Lightening Round Questions

  • What’s something you’re listening to or reading right now? (It can be any genre and can be a book, audiobook, or podcast.)
    • Like programming music taiko is at the top of the list. Yumi Zouma in camera great song  and then I always go back to oasis for whatever reason but usually like non-lyric type music. Books, I'm reading Secrets of Sandhill Road, which is like a really good primer for what a VC is, what VCs do. So if anyone's interested in that, that's a great book that's written by a partner at Andreessen Horowitz. I'm about halfway through that, but it's a really excellent book. The book, in my opinion, the book on creativity is by Rick Rubin. It's called The Creative Act by Rick Rubin, a way of being. That is absolutely a book I think everyone needs to pick up. The chapters are super short, you can read them in like two minutes. There's probably like a hundred and fifty chapters in this thing, but it's just like snippets on creativity and it's, they're so good.
  • What’s one product or tool you’re into right now?

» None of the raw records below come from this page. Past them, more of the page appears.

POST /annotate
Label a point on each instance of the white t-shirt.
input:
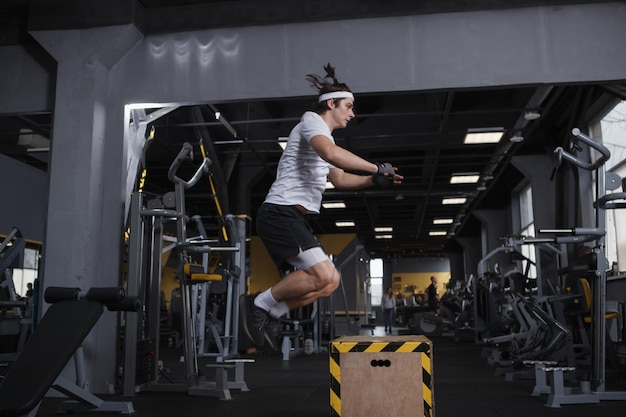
(301, 176)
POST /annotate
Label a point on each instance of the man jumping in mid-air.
(310, 159)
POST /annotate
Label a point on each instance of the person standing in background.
(388, 306)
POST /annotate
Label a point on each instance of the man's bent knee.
(326, 277)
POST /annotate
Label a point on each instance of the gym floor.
(465, 385)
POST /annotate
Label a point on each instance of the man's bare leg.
(305, 286)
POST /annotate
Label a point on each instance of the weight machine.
(142, 351)
(594, 390)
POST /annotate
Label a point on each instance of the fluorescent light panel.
(481, 136)
(465, 178)
(345, 223)
(334, 204)
(454, 200)
(437, 233)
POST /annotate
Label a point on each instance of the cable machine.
(594, 390)
(142, 335)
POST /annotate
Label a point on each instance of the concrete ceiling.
(420, 132)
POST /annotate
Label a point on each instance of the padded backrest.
(56, 338)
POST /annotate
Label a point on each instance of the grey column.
(84, 230)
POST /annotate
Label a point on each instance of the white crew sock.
(265, 300)
(279, 310)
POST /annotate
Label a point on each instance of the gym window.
(376, 281)
(527, 228)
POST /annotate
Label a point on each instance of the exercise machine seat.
(58, 335)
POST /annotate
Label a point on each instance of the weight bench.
(53, 344)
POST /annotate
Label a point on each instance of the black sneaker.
(254, 319)
(271, 334)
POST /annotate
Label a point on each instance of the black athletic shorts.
(285, 232)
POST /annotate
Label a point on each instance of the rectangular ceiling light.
(483, 135)
(334, 204)
(437, 233)
(466, 178)
(454, 200)
(345, 223)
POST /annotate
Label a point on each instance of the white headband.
(335, 94)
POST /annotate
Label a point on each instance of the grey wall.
(24, 199)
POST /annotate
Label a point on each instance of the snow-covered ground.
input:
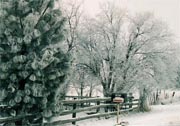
(161, 115)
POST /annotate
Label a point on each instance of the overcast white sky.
(166, 10)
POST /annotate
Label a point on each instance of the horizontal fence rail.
(92, 111)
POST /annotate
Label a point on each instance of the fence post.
(98, 109)
(130, 100)
(74, 114)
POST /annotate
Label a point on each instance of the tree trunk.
(144, 104)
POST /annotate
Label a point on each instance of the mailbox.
(118, 100)
(118, 97)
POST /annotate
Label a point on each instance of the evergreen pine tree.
(31, 67)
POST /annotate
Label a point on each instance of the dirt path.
(161, 115)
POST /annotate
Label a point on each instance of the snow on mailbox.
(118, 100)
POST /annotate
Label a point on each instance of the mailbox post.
(118, 100)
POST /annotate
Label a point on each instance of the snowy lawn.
(161, 115)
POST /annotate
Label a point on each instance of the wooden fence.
(102, 107)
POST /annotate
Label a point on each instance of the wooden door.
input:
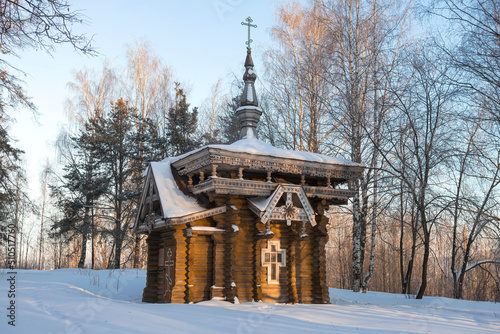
(203, 267)
(167, 257)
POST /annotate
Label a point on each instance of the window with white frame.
(273, 257)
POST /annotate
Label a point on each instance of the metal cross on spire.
(250, 25)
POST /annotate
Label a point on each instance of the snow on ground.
(87, 301)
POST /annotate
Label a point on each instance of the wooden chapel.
(245, 221)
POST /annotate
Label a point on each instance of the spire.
(249, 112)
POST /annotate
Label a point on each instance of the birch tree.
(365, 40)
(296, 85)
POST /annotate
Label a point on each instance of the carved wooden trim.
(196, 216)
(306, 213)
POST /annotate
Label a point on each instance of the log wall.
(227, 265)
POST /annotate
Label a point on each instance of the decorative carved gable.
(296, 207)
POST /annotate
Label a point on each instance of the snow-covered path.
(86, 301)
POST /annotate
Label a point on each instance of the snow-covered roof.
(258, 147)
(173, 201)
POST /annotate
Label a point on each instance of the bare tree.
(295, 78)
(211, 112)
(92, 94)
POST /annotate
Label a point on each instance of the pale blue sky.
(201, 40)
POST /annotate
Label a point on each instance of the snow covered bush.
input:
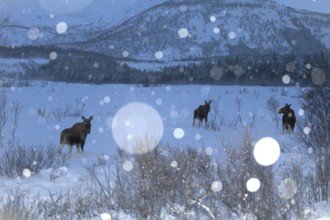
(22, 161)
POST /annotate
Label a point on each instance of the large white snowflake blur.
(137, 128)
(266, 151)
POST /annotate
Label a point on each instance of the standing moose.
(288, 119)
(76, 135)
(201, 113)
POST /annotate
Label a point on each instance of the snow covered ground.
(129, 111)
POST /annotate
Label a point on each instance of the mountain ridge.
(251, 27)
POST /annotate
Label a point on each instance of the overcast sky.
(97, 7)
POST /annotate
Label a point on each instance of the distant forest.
(87, 67)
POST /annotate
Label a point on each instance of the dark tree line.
(88, 67)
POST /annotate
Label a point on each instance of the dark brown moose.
(76, 135)
(201, 113)
(288, 119)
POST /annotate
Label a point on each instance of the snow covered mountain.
(181, 29)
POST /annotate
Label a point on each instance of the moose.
(288, 119)
(201, 113)
(76, 135)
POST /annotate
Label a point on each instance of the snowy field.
(122, 113)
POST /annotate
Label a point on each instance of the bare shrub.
(3, 115)
(162, 181)
(313, 132)
(15, 159)
(238, 167)
(16, 109)
(17, 205)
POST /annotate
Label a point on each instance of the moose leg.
(60, 148)
(82, 144)
(70, 150)
(200, 121)
(194, 120)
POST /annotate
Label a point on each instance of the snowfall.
(123, 112)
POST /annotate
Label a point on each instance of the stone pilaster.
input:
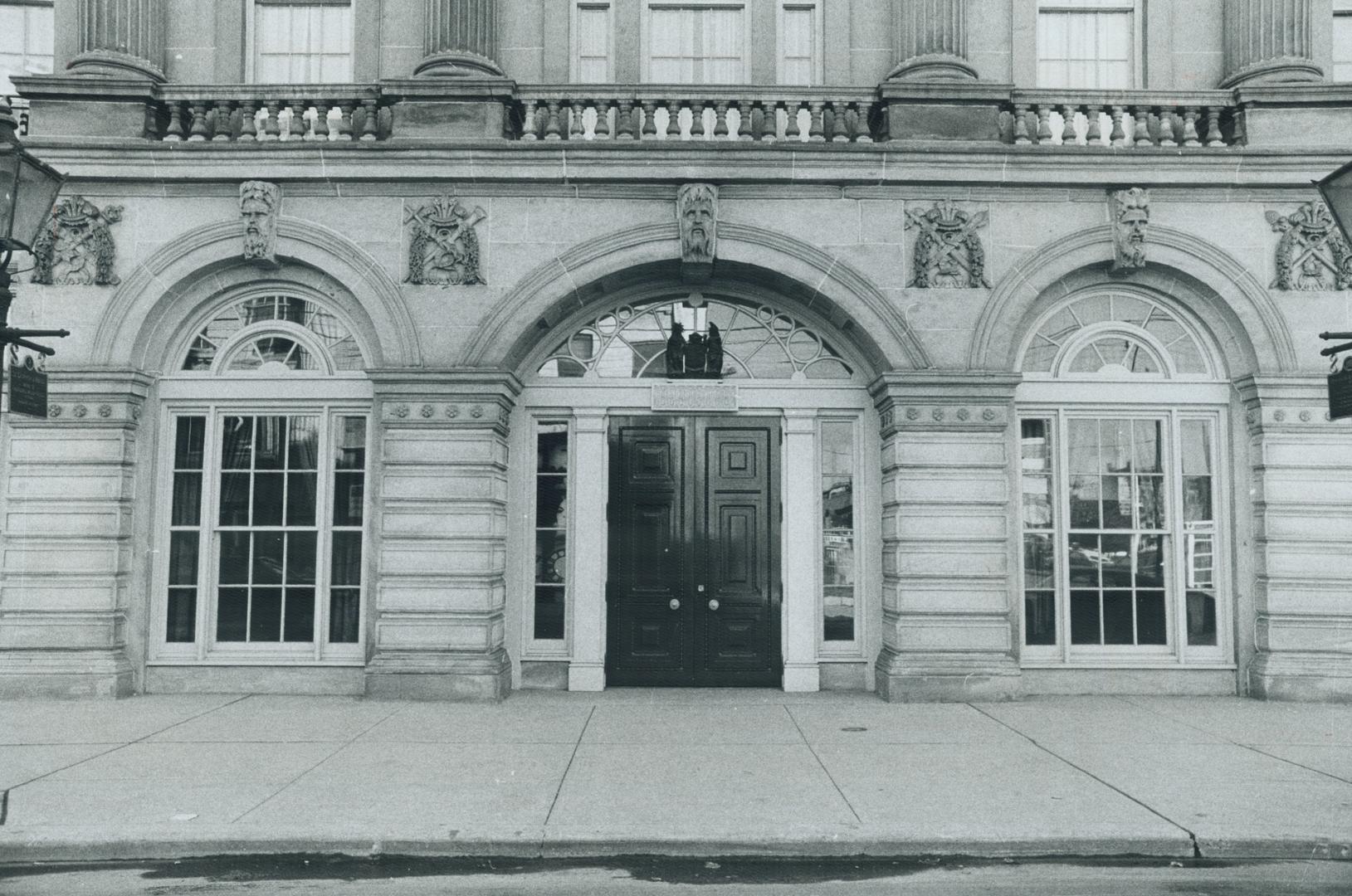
(948, 556)
(1302, 537)
(441, 545)
(1268, 41)
(460, 38)
(122, 38)
(932, 40)
(66, 546)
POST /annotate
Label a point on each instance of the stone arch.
(1225, 298)
(818, 281)
(169, 288)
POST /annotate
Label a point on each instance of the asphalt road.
(393, 876)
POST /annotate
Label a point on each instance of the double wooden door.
(694, 592)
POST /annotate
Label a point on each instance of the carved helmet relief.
(258, 206)
(444, 246)
(1311, 255)
(948, 251)
(76, 246)
(1130, 215)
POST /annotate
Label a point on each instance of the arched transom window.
(759, 342)
(1115, 334)
(273, 334)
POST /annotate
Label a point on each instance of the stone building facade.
(997, 365)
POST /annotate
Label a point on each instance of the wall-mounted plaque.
(694, 397)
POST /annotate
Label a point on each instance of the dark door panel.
(694, 553)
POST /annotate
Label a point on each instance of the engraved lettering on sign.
(688, 397)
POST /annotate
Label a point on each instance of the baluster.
(674, 119)
(1094, 135)
(298, 129)
(1141, 135)
(1118, 135)
(247, 122)
(576, 119)
(221, 124)
(791, 130)
(344, 120)
(1068, 135)
(817, 127)
(1044, 124)
(1021, 137)
(769, 120)
(371, 122)
(625, 120)
(840, 122)
(602, 131)
(1167, 126)
(649, 131)
(552, 124)
(1190, 127)
(173, 133)
(199, 122)
(861, 124)
(1213, 126)
(528, 122)
(745, 110)
(721, 119)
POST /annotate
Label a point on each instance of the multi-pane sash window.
(302, 42)
(593, 41)
(799, 45)
(1118, 535)
(1341, 41)
(550, 528)
(266, 530)
(838, 550)
(26, 41)
(696, 43)
(1086, 43)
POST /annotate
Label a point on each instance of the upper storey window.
(26, 41)
(302, 42)
(1087, 43)
(1343, 40)
(696, 43)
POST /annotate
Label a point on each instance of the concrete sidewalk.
(674, 772)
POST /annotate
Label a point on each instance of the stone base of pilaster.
(943, 677)
(66, 674)
(1302, 676)
(440, 676)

    • I've really liked Ghostty, which is a terminal emulator that's relatively new. And I've been looking at NeoVim. There's been a lot of noise about NeoVim, and I've just started to kind of dig into that.
  • What date does your next cohort start?
    • Beginning of June
  • Where can listeners find you?
    • My website is typerror.dev with one E. On Twitter, I'm J L C H N C, so my name without any vowels. I think those are probably the two best places.
  • What made you smile this week?
    • We are fostering a dog and she is a ten pound dog she is a mini aussie but she's ten pounds which is like there's something else in there she can jump on our island in our kitchen, and she eats the cat food. I've been having to smile about that a lot because it's like get off the counter but she's a really sweet dog and I think she'll probably get adopted soon but she's a firecracker. She's wild. I've never seen a dog that small that can jump that high.